A Suitable Boy

I started to watch this show literally just after finishing the book. There’s certain school of criticism that wants to judge adaptation on its own merit, without any connection to source material. I think more people started subscribe to it as a backlash to common attitude of book readers who see adaptation criticism only in terms of nitpicking what is different and what is missing. Maybe my review could be dismissed as such nitpicking, but I don’t think I can disentangle my impressions from what I knew about the book.

There’s more cheritable reading of such nitpicking, at least in certain cases. People who know source material can more clearly notice all the gaps and plot holes in the narrative. There’s also issue with strength of different media. Literature inherently has easier time with internal aspects. We can know what people feel and think more easily. Of course it can be argued that cinematography have techniques, like proper shot at the face and good acting, soundtrack and so on. It can give amazing results, but simply not possible to convey that way everything, especially from huge book like this.

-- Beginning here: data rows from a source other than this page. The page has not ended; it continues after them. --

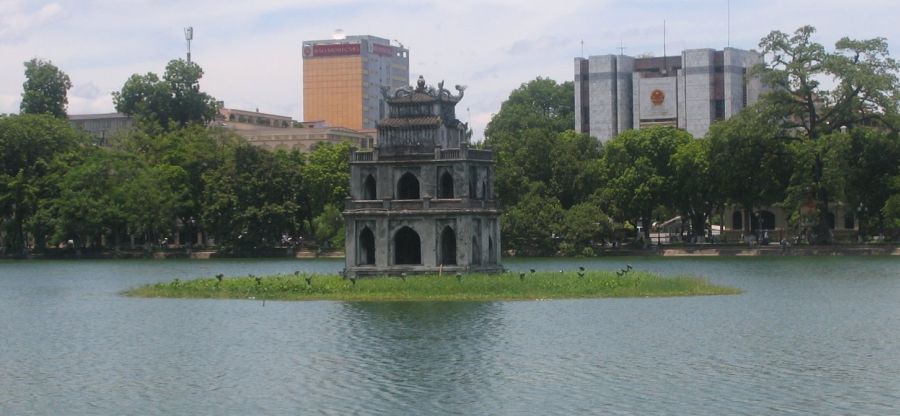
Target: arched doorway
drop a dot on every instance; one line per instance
(737, 220)
(448, 246)
(492, 255)
(366, 247)
(407, 247)
(766, 220)
(446, 190)
(849, 222)
(408, 187)
(369, 188)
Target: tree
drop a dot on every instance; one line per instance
(329, 227)
(326, 175)
(254, 198)
(750, 159)
(195, 149)
(696, 192)
(533, 141)
(865, 92)
(44, 90)
(891, 209)
(583, 226)
(28, 146)
(637, 170)
(174, 100)
(872, 161)
(532, 226)
(540, 103)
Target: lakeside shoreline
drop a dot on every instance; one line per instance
(664, 251)
(434, 287)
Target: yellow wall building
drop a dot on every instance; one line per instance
(342, 79)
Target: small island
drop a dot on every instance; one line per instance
(445, 287)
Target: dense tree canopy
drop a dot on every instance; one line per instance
(637, 168)
(818, 93)
(28, 146)
(173, 100)
(750, 159)
(44, 90)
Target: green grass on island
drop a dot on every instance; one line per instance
(449, 287)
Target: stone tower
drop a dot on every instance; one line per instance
(422, 200)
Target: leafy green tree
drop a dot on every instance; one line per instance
(44, 90)
(872, 161)
(254, 198)
(696, 191)
(891, 209)
(583, 226)
(750, 158)
(173, 100)
(533, 141)
(329, 227)
(326, 175)
(830, 155)
(28, 146)
(196, 149)
(637, 168)
(865, 92)
(539, 104)
(106, 192)
(532, 226)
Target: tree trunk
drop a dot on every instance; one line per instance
(823, 230)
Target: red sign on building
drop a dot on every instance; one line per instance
(383, 50)
(338, 49)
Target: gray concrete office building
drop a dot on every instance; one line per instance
(615, 93)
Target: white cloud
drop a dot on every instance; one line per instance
(16, 19)
(250, 51)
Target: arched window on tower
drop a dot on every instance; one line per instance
(448, 246)
(407, 247)
(366, 247)
(737, 220)
(369, 188)
(492, 254)
(408, 187)
(766, 220)
(446, 190)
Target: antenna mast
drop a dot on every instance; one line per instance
(189, 36)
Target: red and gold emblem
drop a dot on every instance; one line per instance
(657, 97)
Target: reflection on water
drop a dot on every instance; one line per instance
(438, 355)
(809, 336)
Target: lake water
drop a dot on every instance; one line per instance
(809, 336)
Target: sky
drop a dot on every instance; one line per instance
(251, 51)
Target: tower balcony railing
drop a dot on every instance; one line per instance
(418, 204)
(439, 154)
(363, 156)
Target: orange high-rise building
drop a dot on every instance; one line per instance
(342, 79)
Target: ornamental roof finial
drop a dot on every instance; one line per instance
(420, 84)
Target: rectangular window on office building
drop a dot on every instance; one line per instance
(720, 110)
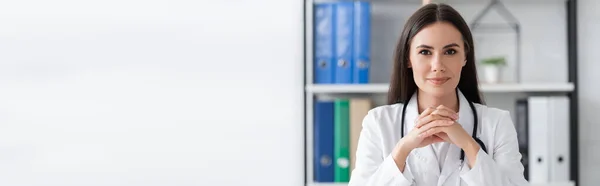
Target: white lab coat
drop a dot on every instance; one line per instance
(374, 165)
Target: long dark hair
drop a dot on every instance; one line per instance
(402, 84)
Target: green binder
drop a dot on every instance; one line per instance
(341, 140)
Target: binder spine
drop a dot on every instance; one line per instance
(324, 58)
(362, 31)
(323, 141)
(344, 20)
(342, 140)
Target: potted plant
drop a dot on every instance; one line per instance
(492, 68)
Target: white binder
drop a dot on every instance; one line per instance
(549, 123)
(538, 140)
(559, 139)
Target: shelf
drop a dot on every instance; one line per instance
(533, 184)
(383, 88)
(457, 1)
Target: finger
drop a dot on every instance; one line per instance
(431, 132)
(445, 113)
(429, 119)
(425, 113)
(435, 124)
(437, 139)
(443, 107)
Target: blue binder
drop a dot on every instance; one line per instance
(323, 141)
(344, 29)
(361, 53)
(324, 58)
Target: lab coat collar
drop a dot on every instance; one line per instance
(452, 162)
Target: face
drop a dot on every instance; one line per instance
(436, 57)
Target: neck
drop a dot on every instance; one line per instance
(427, 100)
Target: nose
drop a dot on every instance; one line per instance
(437, 65)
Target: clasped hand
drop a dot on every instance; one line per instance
(436, 125)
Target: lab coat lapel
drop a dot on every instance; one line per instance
(452, 163)
(425, 155)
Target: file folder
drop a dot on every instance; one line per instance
(359, 107)
(559, 140)
(324, 58)
(343, 29)
(538, 139)
(362, 33)
(341, 140)
(323, 141)
(549, 145)
(521, 117)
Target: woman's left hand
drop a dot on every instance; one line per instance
(457, 135)
(453, 133)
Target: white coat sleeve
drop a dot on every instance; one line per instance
(372, 167)
(504, 168)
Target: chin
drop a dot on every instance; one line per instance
(439, 91)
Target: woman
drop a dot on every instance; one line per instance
(425, 135)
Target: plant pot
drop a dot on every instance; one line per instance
(492, 73)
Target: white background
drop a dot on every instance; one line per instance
(151, 93)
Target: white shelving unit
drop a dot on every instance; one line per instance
(486, 88)
(533, 184)
(312, 91)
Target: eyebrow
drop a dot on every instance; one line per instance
(430, 47)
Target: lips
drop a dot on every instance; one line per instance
(438, 81)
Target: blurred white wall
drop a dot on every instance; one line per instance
(589, 91)
(151, 93)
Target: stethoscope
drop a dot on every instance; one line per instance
(462, 152)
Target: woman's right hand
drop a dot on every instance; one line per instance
(415, 138)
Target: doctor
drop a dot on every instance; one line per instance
(435, 130)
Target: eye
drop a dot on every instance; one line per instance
(450, 52)
(425, 52)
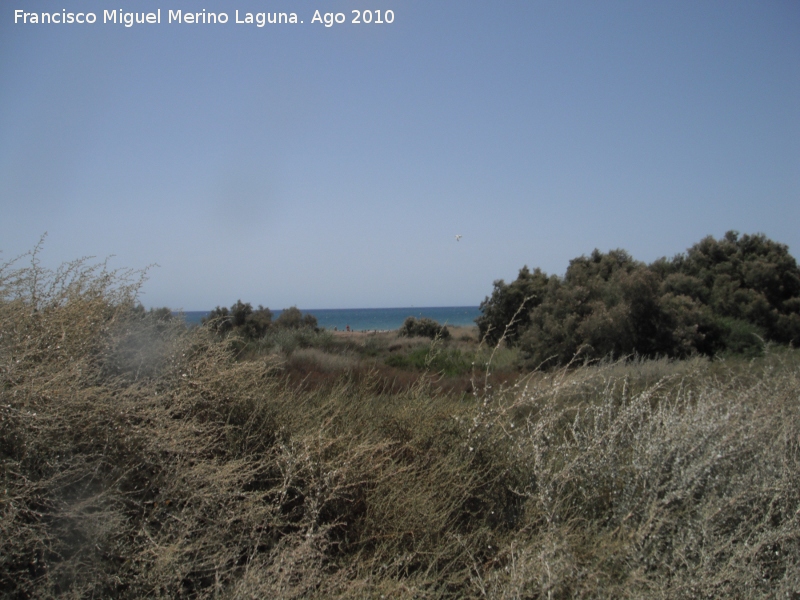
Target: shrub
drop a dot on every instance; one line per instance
(710, 300)
(423, 327)
(293, 318)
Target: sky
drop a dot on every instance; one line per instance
(333, 167)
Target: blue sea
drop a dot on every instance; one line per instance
(369, 319)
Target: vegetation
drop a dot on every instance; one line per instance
(424, 327)
(731, 295)
(141, 458)
(251, 324)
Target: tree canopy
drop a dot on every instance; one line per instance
(726, 295)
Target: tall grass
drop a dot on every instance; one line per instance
(142, 459)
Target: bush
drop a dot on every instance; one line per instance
(293, 318)
(710, 300)
(424, 327)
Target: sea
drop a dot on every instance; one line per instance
(372, 319)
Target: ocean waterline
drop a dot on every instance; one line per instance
(369, 319)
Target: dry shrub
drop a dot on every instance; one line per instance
(142, 459)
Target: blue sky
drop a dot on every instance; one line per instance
(333, 167)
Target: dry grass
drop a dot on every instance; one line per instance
(141, 459)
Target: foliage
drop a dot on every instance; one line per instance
(424, 327)
(723, 296)
(209, 477)
(292, 318)
(252, 324)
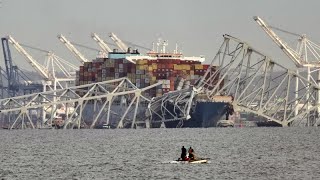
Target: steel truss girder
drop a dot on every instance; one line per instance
(260, 85)
(79, 104)
(179, 102)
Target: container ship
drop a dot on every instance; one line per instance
(145, 70)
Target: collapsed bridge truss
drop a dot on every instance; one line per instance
(114, 103)
(257, 84)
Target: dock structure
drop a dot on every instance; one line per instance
(256, 83)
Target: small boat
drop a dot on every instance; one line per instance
(200, 161)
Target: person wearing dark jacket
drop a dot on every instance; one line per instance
(183, 153)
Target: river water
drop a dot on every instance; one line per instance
(235, 153)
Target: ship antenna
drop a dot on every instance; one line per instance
(176, 48)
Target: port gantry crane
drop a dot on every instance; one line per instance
(118, 41)
(306, 55)
(101, 43)
(52, 80)
(74, 50)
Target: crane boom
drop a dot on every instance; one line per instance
(38, 67)
(283, 46)
(72, 49)
(101, 43)
(119, 43)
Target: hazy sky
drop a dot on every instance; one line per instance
(197, 26)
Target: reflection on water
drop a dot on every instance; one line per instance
(235, 153)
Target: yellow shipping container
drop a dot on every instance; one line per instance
(154, 66)
(187, 67)
(140, 67)
(177, 67)
(198, 66)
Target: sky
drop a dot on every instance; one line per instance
(197, 26)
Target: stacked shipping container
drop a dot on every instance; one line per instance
(144, 73)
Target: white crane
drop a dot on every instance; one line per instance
(48, 72)
(72, 49)
(305, 47)
(101, 43)
(38, 67)
(119, 43)
(300, 56)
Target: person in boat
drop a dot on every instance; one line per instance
(192, 156)
(183, 153)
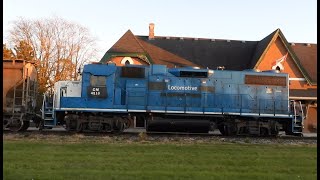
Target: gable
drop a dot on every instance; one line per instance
(276, 51)
(307, 54)
(209, 53)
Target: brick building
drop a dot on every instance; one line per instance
(299, 60)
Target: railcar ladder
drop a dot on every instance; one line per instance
(47, 112)
(298, 117)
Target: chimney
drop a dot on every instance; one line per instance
(151, 31)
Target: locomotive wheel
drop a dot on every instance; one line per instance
(16, 125)
(263, 132)
(25, 125)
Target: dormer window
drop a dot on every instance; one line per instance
(127, 60)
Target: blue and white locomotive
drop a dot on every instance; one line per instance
(110, 98)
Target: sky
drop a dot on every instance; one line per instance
(108, 20)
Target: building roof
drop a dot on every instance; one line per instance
(211, 53)
(307, 54)
(310, 94)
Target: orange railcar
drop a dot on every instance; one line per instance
(19, 93)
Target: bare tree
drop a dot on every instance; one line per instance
(60, 47)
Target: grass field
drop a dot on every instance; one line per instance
(60, 158)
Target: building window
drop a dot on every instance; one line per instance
(127, 60)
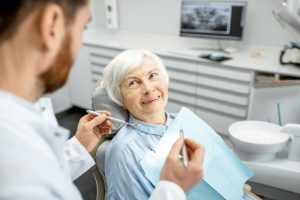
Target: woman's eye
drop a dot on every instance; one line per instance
(132, 83)
(153, 75)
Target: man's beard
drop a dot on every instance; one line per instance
(57, 75)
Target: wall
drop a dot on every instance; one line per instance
(163, 16)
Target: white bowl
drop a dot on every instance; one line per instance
(257, 140)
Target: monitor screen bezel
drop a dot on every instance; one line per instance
(220, 37)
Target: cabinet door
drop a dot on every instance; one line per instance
(182, 88)
(99, 58)
(80, 84)
(265, 101)
(223, 94)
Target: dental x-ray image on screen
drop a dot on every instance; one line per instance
(212, 19)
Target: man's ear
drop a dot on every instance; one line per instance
(52, 27)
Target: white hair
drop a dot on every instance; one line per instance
(116, 71)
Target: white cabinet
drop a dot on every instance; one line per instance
(80, 84)
(220, 95)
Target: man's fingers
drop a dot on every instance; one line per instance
(191, 144)
(197, 155)
(96, 121)
(176, 148)
(104, 112)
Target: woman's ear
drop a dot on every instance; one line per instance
(52, 28)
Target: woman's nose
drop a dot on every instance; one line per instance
(148, 88)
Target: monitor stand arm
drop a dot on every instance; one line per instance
(218, 49)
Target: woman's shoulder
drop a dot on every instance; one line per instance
(121, 141)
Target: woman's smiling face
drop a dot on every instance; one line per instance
(145, 92)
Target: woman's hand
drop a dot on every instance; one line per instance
(91, 128)
(175, 171)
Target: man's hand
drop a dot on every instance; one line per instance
(91, 128)
(175, 171)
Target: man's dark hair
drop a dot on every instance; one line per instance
(13, 12)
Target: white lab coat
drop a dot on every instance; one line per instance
(32, 163)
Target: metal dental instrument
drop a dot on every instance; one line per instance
(184, 151)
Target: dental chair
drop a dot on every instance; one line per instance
(101, 101)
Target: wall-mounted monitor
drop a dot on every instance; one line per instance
(213, 19)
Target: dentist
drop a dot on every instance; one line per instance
(38, 43)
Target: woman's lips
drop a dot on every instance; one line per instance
(150, 100)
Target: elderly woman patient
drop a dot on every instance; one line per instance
(138, 81)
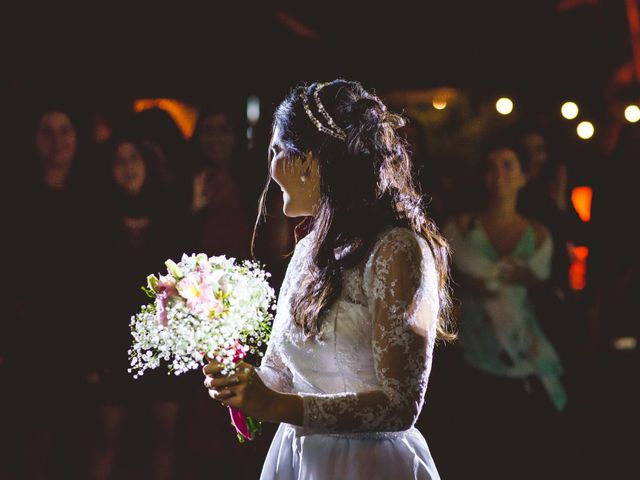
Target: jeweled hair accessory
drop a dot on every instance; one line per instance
(331, 128)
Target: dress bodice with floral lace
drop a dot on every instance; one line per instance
(367, 370)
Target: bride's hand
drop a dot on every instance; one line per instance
(243, 390)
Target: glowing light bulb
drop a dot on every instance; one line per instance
(439, 103)
(632, 113)
(569, 110)
(253, 110)
(585, 130)
(504, 106)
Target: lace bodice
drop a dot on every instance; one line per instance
(367, 371)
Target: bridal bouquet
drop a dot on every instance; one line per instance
(204, 308)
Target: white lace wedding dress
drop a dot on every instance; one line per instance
(364, 379)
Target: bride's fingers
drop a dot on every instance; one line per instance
(221, 395)
(218, 383)
(212, 368)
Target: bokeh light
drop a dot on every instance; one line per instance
(585, 130)
(504, 106)
(632, 113)
(569, 110)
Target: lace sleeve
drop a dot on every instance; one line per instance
(273, 371)
(401, 284)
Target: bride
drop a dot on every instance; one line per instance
(363, 301)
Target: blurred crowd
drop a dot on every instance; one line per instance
(88, 217)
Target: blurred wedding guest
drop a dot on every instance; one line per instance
(53, 233)
(511, 386)
(157, 130)
(142, 230)
(547, 199)
(222, 199)
(222, 194)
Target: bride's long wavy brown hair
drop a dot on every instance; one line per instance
(366, 186)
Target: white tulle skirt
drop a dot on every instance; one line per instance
(366, 456)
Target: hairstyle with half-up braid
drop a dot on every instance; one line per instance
(366, 186)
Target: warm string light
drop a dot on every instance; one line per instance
(632, 113)
(439, 103)
(569, 110)
(585, 130)
(504, 105)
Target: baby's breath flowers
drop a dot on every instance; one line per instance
(203, 308)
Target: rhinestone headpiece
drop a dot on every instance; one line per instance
(331, 128)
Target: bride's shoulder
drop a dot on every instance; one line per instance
(398, 239)
(398, 245)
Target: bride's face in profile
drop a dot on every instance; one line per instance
(298, 179)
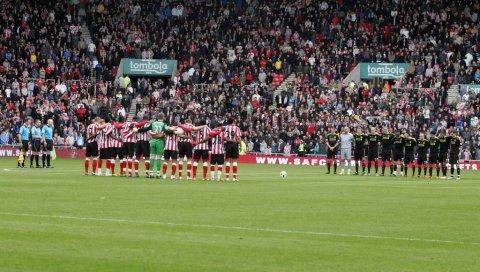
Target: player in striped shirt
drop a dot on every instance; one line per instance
(171, 151)
(104, 147)
(116, 150)
(128, 137)
(185, 148)
(142, 145)
(233, 136)
(217, 139)
(92, 146)
(201, 150)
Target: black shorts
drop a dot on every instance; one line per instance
(397, 155)
(372, 154)
(200, 154)
(36, 146)
(387, 154)
(185, 150)
(142, 148)
(25, 145)
(331, 154)
(454, 158)
(116, 151)
(409, 158)
(48, 145)
(231, 151)
(128, 149)
(92, 150)
(358, 154)
(442, 157)
(105, 154)
(433, 158)
(422, 158)
(170, 155)
(217, 159)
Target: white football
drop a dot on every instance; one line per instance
(179, 131)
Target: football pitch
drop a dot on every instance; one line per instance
(60, 220)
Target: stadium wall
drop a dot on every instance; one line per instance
(252, 159)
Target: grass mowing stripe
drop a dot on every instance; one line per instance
(117, 220)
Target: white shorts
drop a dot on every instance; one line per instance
(346, 153)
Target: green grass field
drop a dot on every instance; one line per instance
(59, 220)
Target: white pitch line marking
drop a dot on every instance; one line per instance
(252, 229)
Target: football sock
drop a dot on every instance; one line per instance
(94, 165)
(87, 162)
(130, 166)
(147, 167)
(212, 171)
(189, 169)
(174, 169)
(180, 169)
(164, 168)
(112, 166)
(235, 169)
(159, 165)
(195, 165)
(107, 163)
(205, 170)
(219, 171)
(227, 170)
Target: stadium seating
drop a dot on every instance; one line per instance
(234, 55)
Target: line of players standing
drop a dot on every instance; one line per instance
(400, 151)
(160, 145)
(38, 139)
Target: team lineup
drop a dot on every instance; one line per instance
(401, 151)
(161, 145)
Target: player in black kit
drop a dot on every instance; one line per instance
(373, 139)
(387, 144)
(410, 143)
(442, 155)
(398, 144)
(433, 144)
(455, 143)
(332, 141)
(422, 147)
(359, 152)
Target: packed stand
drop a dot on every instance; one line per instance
(46, 71)
(232, 54)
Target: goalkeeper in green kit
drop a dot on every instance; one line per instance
(157, 143)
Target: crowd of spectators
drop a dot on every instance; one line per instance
(231, 52)
(46, 71)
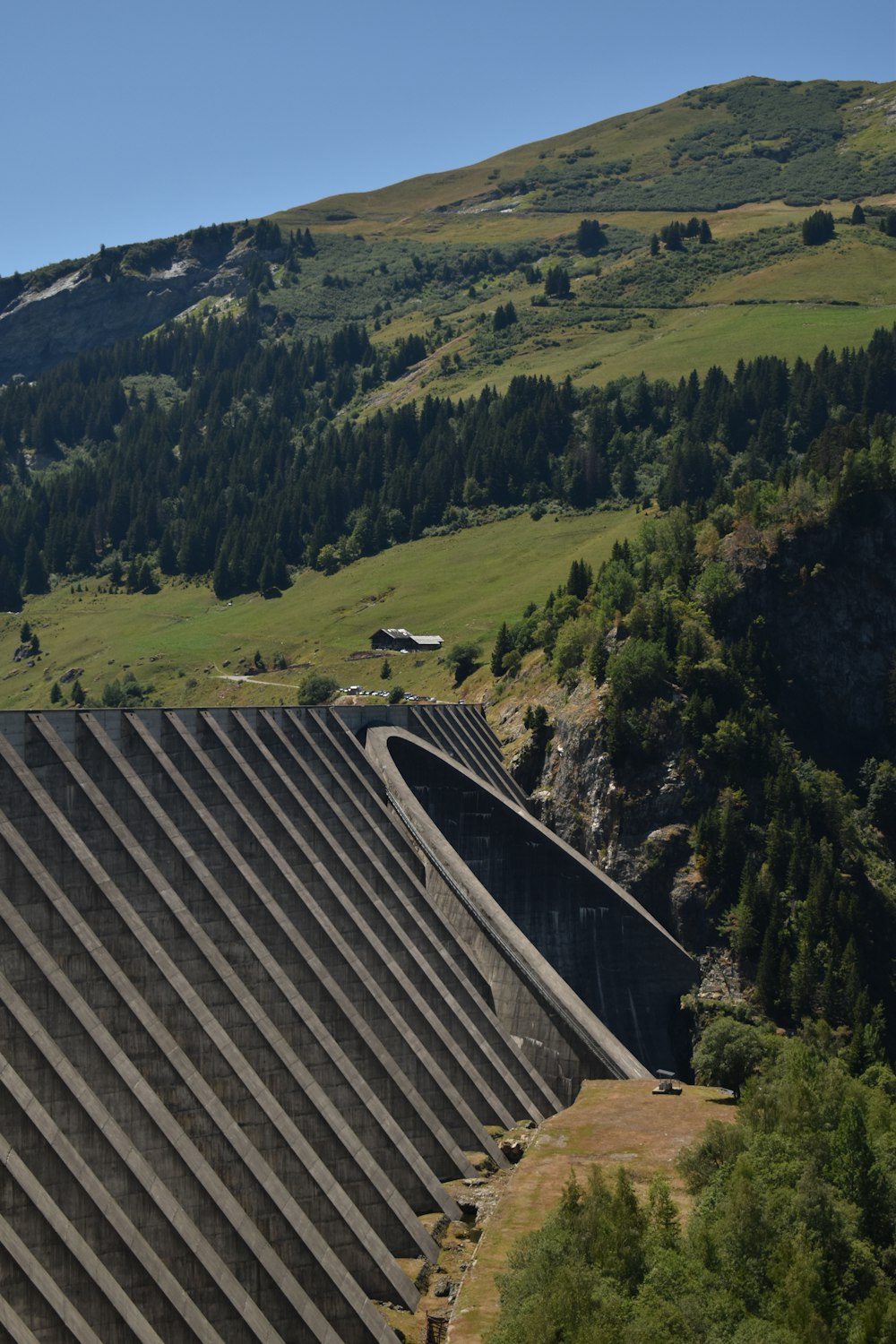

Personally I treat this series as sort of nice illustration for the book. There’s really a lot of things cropped and without reading the book I feel that many storylines didn’t carry same weight. I don’t really want to convey that I discourage watching the series, but I recommend doing it like me, after the book and with open mind. I missed that family trees were smaller, especially Chatterjees that I enjoyed a lot. Besides what’s missing, there were things slightly, but significantly different. First thing, during short romance with Kabir, they kissed publicly so much that it threw me out of belief in the setting. As many Indians pointed out, it wouldn’t be realistic even in modern India.

I complained about this show, but in fact I really enjoyed watching it. I would recommend to watch it as companion to reading the book.